If Los Angeles’ Department of Water and Power created an Eden of sorts here at the turn of the century with water diverted from the faraway Owens River, the agency left something considerably less idyllic in its wake. In recent years the DWP has begun to make amends. Now, regrettably, it seems to be reversing course.
With photographs and maps, a new exhibit at the Huntington Library in San Marino details the DWP’s pivotal role in the conceptualization and development of semiarid Los Angeles. “Envisioning Eden. Water and the Selling of Los Angeles, 1880-1930" depicts how the DWP’s diversion of water from the Owens Valley made possible the rapid settlement of this area. This is an old story: Water was fact and symbol, helping to realize a vision of Southern California as a proud region built on strong civic virtues and middle-class values.
“There it is. Take it!” engineer William Mulholland said in 1913 as the 233-mile-long Los Angeles Aqueduct first delivered Owens River water down the spillway and eventually to lawns, fountains and subdivisions seemingly without end.
The story of the Owens Valley is less often told. The DWP diversions extracted a high price there, draining the rushing, Sierra-fed Owens River to a dribble and turning the vast Owens Lake into a 110-square-mile dust bowl.
In 1991 the DWP began trying to make up for the river diversion, agreeing to limits on the amount of water it would take and to restoration of some of the riparian habitat.
But the dry lake bed remains a major air pollution problem. On most days, the air in Owens Valley is among the cleanest in the nation. But when the wind blows, dust from the lake bed covers surrounding towns with the highest particulate count in the nation. Residents often stay indoors then or wear masks when they venture out.

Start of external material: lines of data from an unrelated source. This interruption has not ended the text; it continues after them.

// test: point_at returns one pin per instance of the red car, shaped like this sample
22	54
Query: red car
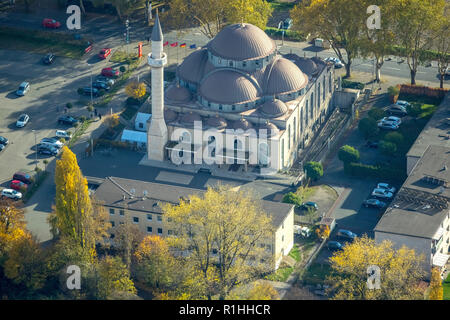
104	53
110	72
51	23
18	185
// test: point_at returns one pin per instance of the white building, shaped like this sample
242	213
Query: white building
238	81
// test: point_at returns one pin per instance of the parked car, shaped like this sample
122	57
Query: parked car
49	58
334	246
48	150
104	53
53	141
381	193
62	134
110	72
51	23
374	203
387	125
386	187
4	141
402	103
68	120
398	110
309	204
346	235
392	119
23	120
18	185
107	80
12	194
100	85
24	87
22	176
88	90
337	63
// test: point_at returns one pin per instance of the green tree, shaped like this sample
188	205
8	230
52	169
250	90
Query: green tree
314	170
368	127
341	22
401	271
414	23
388	148
74	216
228	223
348	154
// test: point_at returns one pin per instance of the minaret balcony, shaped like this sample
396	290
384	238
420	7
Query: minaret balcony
157	62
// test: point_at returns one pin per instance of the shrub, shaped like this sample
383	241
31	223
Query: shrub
293	198
394	137
376	113
314	170
388	148
368	127
348	154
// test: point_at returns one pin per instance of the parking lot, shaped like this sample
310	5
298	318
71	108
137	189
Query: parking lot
51	88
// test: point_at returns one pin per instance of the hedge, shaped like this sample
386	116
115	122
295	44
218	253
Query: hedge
288	34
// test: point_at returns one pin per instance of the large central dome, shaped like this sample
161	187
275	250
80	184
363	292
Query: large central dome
242	42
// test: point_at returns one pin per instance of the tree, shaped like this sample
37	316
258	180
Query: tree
388	148
154	265
74	216
135	89
341	22
348	154
213	15
368	127
113	279
25	265
436	289
400	271
12	225
224	231
378	42
314	170
414	22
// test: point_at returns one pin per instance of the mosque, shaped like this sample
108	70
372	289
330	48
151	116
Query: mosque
237	81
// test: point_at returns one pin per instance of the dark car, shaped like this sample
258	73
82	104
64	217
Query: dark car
334	246
67	120
4	141
374	203
346	235
88	90
49	58
22	176
100	85
397	110
309	204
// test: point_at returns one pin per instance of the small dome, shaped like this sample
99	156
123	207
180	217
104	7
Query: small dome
283	76
170	115
193	68
241	124
178	94
189	118
240	42
272	130
228	87
273	108
217	122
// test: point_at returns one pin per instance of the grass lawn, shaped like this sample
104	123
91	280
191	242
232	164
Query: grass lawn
43	42
446	286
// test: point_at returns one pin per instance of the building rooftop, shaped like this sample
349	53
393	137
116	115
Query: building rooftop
150	197
436	132
422	202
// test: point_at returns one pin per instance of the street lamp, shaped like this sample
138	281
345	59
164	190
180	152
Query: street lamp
35	143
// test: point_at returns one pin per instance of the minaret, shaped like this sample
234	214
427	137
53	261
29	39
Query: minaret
157	131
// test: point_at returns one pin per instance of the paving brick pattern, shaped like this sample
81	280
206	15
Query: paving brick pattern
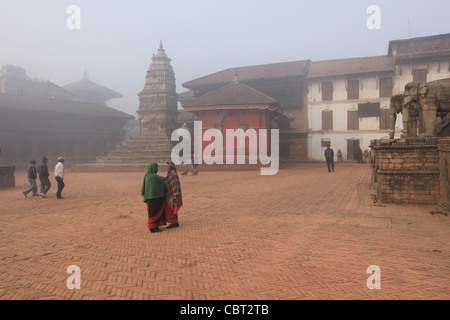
301	234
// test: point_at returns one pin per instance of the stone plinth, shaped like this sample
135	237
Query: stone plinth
7	179
406	171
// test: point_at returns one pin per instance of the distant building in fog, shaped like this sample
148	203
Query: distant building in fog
88	91
341	102
39	118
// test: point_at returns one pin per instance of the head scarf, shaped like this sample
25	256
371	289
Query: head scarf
171	166
153	186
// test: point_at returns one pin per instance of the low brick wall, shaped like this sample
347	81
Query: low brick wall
7	179
406	171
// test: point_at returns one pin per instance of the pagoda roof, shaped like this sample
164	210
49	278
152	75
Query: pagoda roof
89	91
351	66
267	71
233	94
32	103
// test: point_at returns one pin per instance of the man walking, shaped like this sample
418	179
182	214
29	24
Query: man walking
43	177
31	178
59	176
329	157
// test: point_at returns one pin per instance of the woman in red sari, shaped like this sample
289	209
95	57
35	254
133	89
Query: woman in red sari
174	200
153	189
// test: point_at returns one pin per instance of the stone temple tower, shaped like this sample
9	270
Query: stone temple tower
157	117
158	100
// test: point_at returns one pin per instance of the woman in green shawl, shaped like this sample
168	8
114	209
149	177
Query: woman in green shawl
153	189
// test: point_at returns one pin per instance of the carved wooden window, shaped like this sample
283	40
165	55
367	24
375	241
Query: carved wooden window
327	91
384	119
352	120
385	87
369	109
327	120
352	89
420	75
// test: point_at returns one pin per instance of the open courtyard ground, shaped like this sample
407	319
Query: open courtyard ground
301	234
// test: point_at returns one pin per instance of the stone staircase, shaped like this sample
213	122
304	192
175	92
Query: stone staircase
134	154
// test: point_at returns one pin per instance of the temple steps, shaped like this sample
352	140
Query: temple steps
134	154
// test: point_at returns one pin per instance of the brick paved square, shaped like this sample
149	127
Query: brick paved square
301	234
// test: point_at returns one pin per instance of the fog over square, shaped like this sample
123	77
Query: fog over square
116	39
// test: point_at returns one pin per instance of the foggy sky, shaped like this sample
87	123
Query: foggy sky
118	38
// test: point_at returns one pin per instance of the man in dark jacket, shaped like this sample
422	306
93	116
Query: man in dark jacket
329	157
31	178
43	177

The federal Clean Air Act requires the Owens Lake dust problem to be settled by 2001, just a moment away for a problem this big. A 35-square-mile portion of the lake bed presents the biggest challenge. Plans include piping water through grasses planted to anchor loose soil and to provide additional wildlife habitat.
The Great Basin Unified Air Pollution Control District, in charge of the cleanup and revival, has been working with the DWP for a number of years.

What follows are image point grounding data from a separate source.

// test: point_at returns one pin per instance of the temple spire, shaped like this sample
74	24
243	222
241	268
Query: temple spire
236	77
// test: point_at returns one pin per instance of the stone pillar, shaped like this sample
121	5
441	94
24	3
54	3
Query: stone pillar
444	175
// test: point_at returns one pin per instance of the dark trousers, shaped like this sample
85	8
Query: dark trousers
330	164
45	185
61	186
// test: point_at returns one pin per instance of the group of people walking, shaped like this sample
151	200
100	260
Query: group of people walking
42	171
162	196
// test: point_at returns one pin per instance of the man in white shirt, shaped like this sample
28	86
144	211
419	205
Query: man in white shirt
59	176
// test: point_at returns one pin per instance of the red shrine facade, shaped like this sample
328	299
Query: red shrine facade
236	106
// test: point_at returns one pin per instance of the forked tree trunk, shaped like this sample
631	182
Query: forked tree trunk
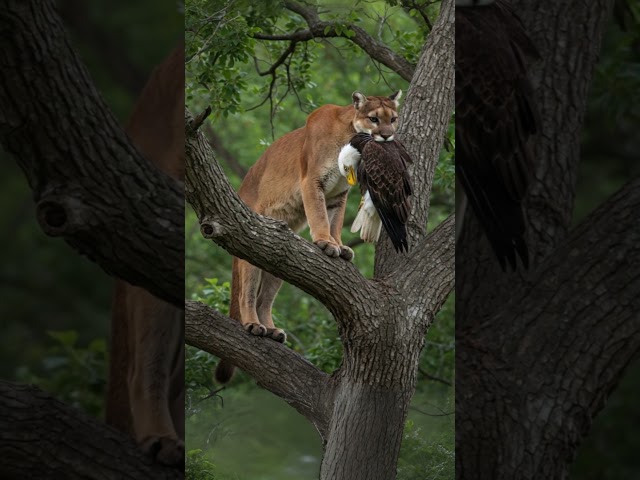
374	387
360	410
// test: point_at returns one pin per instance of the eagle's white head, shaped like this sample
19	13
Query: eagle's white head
348	163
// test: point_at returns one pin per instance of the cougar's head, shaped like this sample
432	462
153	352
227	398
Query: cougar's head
377	116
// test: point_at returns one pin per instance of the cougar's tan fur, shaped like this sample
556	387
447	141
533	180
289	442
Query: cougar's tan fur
145	396
297	181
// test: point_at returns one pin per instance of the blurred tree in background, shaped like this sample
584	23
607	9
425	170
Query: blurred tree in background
55	305
259	89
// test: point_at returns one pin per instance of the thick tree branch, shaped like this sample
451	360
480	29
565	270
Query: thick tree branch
428	275
267	243
274	366
317	27
90	185
41	437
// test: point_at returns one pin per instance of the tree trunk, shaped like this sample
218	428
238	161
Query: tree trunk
538	352
90	184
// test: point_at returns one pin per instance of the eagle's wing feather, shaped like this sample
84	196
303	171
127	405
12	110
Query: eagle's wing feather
495	118
383	173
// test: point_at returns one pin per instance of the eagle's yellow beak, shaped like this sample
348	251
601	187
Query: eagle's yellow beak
351	176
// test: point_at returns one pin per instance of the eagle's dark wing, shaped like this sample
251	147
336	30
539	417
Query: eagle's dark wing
495	118
359	140
383	173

A 1982 state law designated the DWP to pay for much of the work. But now, inexplicably, the DWP has told the Great Basin district that it will not pay next year’s cleanup assessment and has petitioned the state Air Resources Board to reconsider whether it should be held responsible for cleanup at all.
This sorry behavior does not distinguish the DWP nor mitigate the upstream problems that the agency wrought when it created its Eden downstream. The DWP should do its part and get back to work on the lake bed problem.